The Hadoop Distributed File System

Summary

Hadoop Distributed File System(HDFS) construct file system in cluster level. Huge amount of data are stored in distributed servers and enable users to access with high bandwith. Just like UNIX file system, HDFS keep metadata for data it stores. A dedicated server that stores metadata is called NameNode, and other servers that store application data is called DataNodes. All servers communicate through TCP-based protocol. To enable high bandwith and quick access, HDFS replicate data on multiple DataNodes(usually 3). The metadata that stores the structure of HDFS is called image. To ensure security, the persistent state of the image is recorded as a checkpoint. Also, the changes after a checkpoint is also stored as journal. Image can be restored with the checkpoint and the journal. To improve security, BackupNode that stores state of the image in memory and snapshot that provides roll-out in case of version collision are introduced. NameNode and DataNodes communicate through heartbeat. NameNode provides the nearest DataNode when HDFS read data.

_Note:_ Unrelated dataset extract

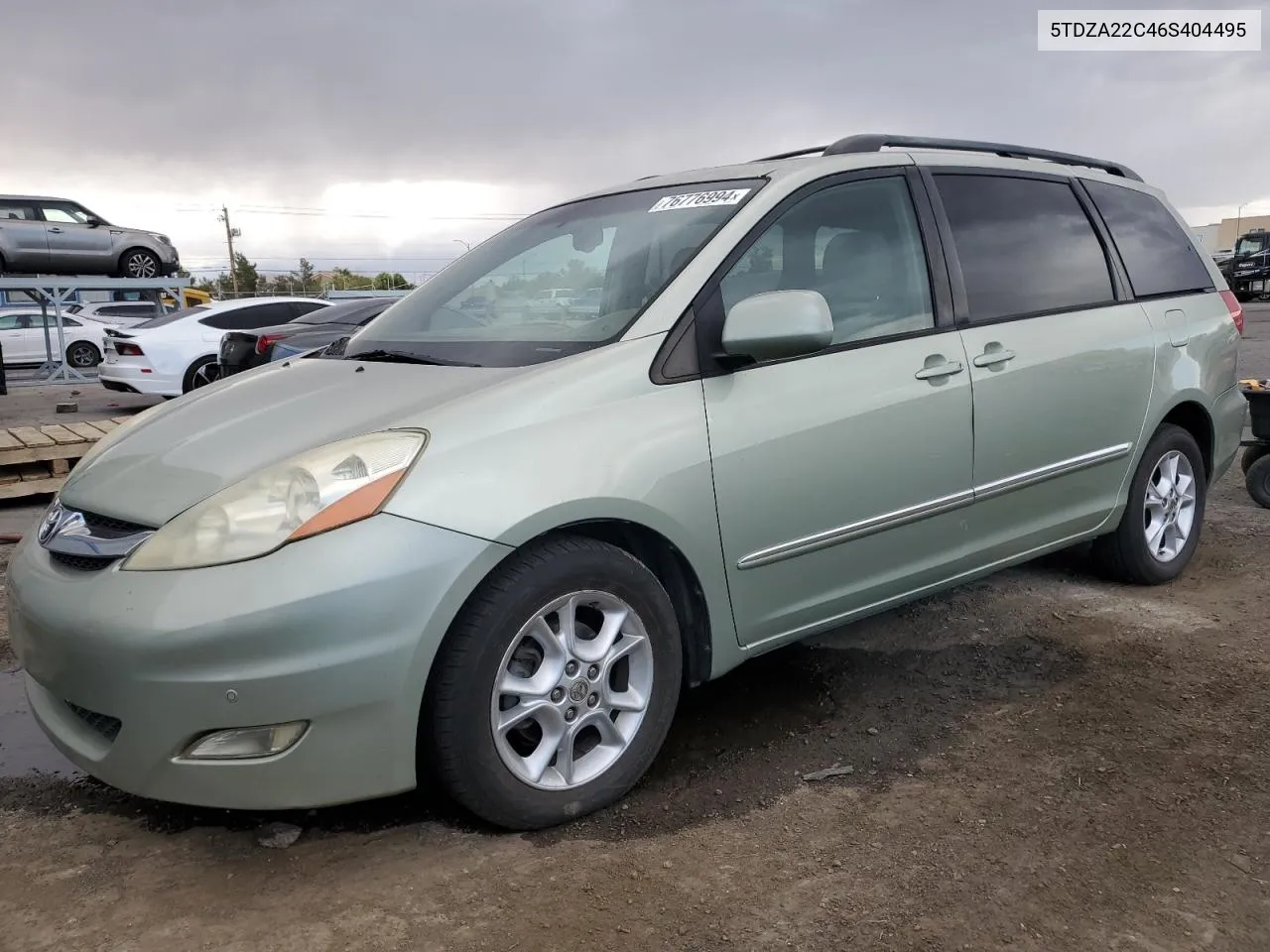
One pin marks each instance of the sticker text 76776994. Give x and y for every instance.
(698, 199)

Writing is tricky since same data are replicated in several DataNodes. When writing occurs, HDFS pipelines DataNodes to update the data sequentially.

Strengths

Huge amount of data can be stored in many servers.

Weaknesses

Replicated data would require much more storage size.

New things I learned

How data are managed in a cluster level.

Discussion topics

What would be the appropriate algorithm to decide the number of replication of data?

Shvachko, Konstantin, et al. “The hadoop distributed file system.” Mass storage systems and technologies (MSST), 2010 IEEE 26th symposium on. Ieee, 2010.